Medicines aren’t created from the results of a single paper, especially an obscure one with unexplained obscure citations. There are checks and balances. Medicines go through trials which don’t depend on citations. We’ve had ineffective medicines in the past, and it’s happened for other reasons. Notably, consider that the portion of ineffective and actively harmful medications were dramatically higher 50 and 100 years ago than today. If you’re worried about the effectiveness of medicines, then spend your limited time worrying about the anti-vax crowd. They are doing far more damage than people gaming academic citations.

There will always be lines of research that lead nowhere, that’s an inherent feature of the system. Experimental research into unknown topics carries risk, and it should, otherwise it’s not research. If we knew the answer, then we wouldn’t need research.

For the same reason, there will also always be lines of research that don’t get funded.
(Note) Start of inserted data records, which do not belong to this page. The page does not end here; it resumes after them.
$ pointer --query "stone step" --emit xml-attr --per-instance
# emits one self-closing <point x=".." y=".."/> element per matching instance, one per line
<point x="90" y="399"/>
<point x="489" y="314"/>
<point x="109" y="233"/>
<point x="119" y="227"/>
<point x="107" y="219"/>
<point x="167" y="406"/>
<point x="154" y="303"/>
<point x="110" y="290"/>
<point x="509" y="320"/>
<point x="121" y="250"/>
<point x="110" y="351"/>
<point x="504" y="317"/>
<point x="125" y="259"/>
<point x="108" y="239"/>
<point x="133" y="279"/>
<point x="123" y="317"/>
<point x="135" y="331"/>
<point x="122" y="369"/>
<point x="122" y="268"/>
Citation gaming might have a small effect, but there are dozens of other ways human behavior affects what gets funded. And things that work tend to attract people that feel strongly and tend to attract research, so citation gaming doesn’t necessarily lead to strong research getting pushed out.

Gaming of papers is definitely a problem for academics and their careers, and it’s a problem that does need to be fixed, but it’s premature to think the sky is falling. Good science isn’t ending just because some people do bad or mediocre science.